# Problems with Silver Effex Pro not Saving Images back with original image



## drdale55 (Feb 22, 2011)

Hi All,
My first post...been using LR since V1 but just had my first issue.  I use Silver Effext Pro (as a plug in) and up until LR 3+ everything worked fine.  Now I rarely get my B&W back after I save it in SEPro.  I called Nik and they said it is an Adobe issue.  Based on what the Nik rep said, my sense of the problem was that if I was modifying an image that i had sorted (in LR) by Key word, I might not see it after it was saved....they said it goes into the general catalog rather than back to where I was working.  So...all I have to go looking for it in amonst the 12,000 other images.  This would seem like a royal PITA that Adobe has done to force you to use their B&W presents....must be careful not to get paranoid about this...but it is a real pain.  Any one else have this problem....and even better, a way around it.  Thanks,

Dale


----------



## sizzlingbadger (Feb 24, 2011)

If you are working from the Folders it should be fine. If you are working in a Smart Collection that is usually ok too if it is based on keywords or meta data that doesn't change. If you are working from a normal collection then you won't see it appear in your collection. This is a royal pita as you say and it has bugged me for a long time.


----------



## drdale55 (Feb 25, 2011)

Thanks, I was beginning to think it was just me.  It doesn't look like it is anything that is going to be fixed....Nik doesn't care because it works in Photoshop and Adobe doesn't care because they want you to use there own B&W presents.  Oh Well....

Dale


----------



## mathjak107 (Feb 27, 2011)

its a lightroom bug and its not just with silver efex pro. anything i send to an external editor looses its key wording and ends up in the general catalog and not back along side sorted by meta data. 

it happens with topaz labs, nik software ,and most ofton even stuff i send to photoshop.

 for now i have an easy work around. 

highlight the dng or photo that you want to work on sorted by keyword.  once its highlighted open the general catalog  by clicking none (no filtering ) at the top of the screen .

the highlighted photo will appear in the general catalog and because you highlighted it while sorted by metadata it should take you right to that photo in the general catalog .  do all your editing and sending out to silver efex pro,topaz etc.. the edited copy will appear next to the origonal copy just fine in the general catalog..

NOW HERES THE KEY : highlight the edited copy and click on remove key word and then click apply keyword.  bingo, it will now appear when sorted by keyword again from then on in.

it seems the bug looses the key wording record even though in medadata the key words are clearly shown. deleting the keyword and re-applying fixes the issue.

write adobe and let them know as the more of us that complain about this bug the better the chance they fix it.



more of us here

http://www.lightroomqueen.com/commu...ave-but-edited-image-is-not-in-keyword-filter


----------



## sizzlingbadger (Feb 27, 2011)

I'm not sure what you mean by 'general catalog' I was only discussing a single catalog.

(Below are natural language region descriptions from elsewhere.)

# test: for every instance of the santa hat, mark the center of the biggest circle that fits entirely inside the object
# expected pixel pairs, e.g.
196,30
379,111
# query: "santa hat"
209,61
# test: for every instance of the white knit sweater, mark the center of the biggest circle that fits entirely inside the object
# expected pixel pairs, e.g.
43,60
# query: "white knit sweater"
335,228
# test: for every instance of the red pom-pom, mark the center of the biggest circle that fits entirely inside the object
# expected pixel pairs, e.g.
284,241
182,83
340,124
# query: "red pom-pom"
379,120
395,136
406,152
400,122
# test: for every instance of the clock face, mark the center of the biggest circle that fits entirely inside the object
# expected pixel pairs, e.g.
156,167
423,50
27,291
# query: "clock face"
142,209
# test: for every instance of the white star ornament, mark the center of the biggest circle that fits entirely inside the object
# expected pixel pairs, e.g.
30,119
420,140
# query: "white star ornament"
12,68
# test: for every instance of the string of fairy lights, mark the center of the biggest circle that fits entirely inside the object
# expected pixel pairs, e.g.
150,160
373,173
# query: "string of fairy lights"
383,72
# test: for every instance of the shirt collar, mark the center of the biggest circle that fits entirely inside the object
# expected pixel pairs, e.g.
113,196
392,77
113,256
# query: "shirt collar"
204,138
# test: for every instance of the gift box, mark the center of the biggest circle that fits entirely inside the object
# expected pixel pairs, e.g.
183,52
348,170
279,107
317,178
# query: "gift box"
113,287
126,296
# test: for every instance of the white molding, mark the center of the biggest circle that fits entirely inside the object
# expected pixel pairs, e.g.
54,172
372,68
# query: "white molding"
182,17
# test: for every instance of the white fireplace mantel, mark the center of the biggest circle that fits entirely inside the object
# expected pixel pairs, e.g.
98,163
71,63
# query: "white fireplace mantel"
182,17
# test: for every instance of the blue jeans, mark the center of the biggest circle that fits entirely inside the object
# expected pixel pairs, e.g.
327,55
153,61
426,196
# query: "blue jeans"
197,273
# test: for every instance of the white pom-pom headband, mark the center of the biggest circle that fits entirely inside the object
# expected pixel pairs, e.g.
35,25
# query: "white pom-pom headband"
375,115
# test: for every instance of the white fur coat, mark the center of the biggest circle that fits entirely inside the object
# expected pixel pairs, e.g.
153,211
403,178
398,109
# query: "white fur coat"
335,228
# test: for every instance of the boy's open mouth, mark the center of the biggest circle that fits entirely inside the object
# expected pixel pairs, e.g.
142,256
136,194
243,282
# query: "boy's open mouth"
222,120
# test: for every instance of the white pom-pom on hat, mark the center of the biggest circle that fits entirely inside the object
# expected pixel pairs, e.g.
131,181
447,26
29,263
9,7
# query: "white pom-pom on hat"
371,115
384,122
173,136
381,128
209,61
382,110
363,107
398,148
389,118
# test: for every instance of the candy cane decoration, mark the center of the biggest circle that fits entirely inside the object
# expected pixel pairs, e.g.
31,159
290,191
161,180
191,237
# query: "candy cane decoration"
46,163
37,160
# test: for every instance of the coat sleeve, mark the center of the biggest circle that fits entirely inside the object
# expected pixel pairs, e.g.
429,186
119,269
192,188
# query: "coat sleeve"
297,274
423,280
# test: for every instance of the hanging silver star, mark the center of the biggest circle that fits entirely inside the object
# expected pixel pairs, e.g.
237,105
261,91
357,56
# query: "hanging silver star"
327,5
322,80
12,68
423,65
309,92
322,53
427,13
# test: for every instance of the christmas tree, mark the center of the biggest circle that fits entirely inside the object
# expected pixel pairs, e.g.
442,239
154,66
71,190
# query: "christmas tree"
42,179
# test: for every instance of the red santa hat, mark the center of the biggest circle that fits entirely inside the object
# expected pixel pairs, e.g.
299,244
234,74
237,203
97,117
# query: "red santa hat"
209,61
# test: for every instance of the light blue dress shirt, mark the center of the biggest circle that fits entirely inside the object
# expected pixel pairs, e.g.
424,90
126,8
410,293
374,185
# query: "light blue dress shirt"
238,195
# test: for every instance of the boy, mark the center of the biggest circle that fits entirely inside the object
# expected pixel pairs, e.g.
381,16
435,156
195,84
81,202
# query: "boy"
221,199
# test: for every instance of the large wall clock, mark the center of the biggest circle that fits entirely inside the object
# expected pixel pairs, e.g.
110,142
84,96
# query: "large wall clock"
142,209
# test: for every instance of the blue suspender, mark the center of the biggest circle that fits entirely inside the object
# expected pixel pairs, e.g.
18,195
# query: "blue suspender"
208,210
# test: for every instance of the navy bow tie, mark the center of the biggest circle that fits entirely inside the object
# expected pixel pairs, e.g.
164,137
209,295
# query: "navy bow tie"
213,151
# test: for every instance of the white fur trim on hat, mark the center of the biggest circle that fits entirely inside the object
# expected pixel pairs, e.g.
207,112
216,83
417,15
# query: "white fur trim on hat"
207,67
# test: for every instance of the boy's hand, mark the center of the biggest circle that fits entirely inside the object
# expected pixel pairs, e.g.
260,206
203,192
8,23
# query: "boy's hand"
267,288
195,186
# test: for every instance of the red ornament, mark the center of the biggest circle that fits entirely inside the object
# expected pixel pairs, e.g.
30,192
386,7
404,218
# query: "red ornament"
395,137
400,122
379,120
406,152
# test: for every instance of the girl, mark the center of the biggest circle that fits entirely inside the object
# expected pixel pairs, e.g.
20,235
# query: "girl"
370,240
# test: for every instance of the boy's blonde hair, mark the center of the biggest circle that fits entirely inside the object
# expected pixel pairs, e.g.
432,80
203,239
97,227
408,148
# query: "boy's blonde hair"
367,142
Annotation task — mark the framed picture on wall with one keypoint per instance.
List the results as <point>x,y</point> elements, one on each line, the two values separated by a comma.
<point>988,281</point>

I think you mean the standard Folder System rather than the collection.

The photos don't normally lose their keywords. The issue we were discussing is the fact that the image does not get added to the Collection it was edited from. If you right click on an image and select 'Show In Folder' before you edit it externally it should appear next to the one in the folder when you have finished. You then have to add it to the collection manually.

If you are using a smart collection based on keywords then it should automatically appear as part of the collection due to its keywords.

If you are losing keywords then that is a different issue I think.


----------



## mathjak107 (Feb 27, 2011)

i think its all the same bug.  in my case if i filter by keyword  and edit using any external edit program the edited photo ends up mixed in with all my 6,000 un-sorted photos even though it shows its keyworded. it should be placed right back next to the dng in the sorted by keyword group but its not seeing the keyword on the edited photos when they round trip.

if you dont use smart collection but simply filter by keyword  and then send it out to SEP does it round trip back to the filtered group or does it just mix in with all the other un-sorted photos and you have to go loking for it?


----------



## Jim Wilde (Feb 27, 2011)

I can't comment specifically on Silver Effex Pro, but I have found that round-tripping to Photoshop (CS5) works flawlessly every time so far. I have used a keyword filter, dumb collection, smart collection and folder as my starting points, and each test has returned the Tif back alongside the original file (some were Raw, some Jpeg). Keyword counts, collection counts, folder counts all increased by one as expected. The only variations that I encountered were that:

1. When starting in a collection, the stacking count does not show on return.
2. If using Capture Time as my sort order the original file and it's Tif copy stay in the same order position. If, however, my sort order is Added Time, on return from Photoshop the original is moved to the end of the order and the Tif copy is placed alongside it.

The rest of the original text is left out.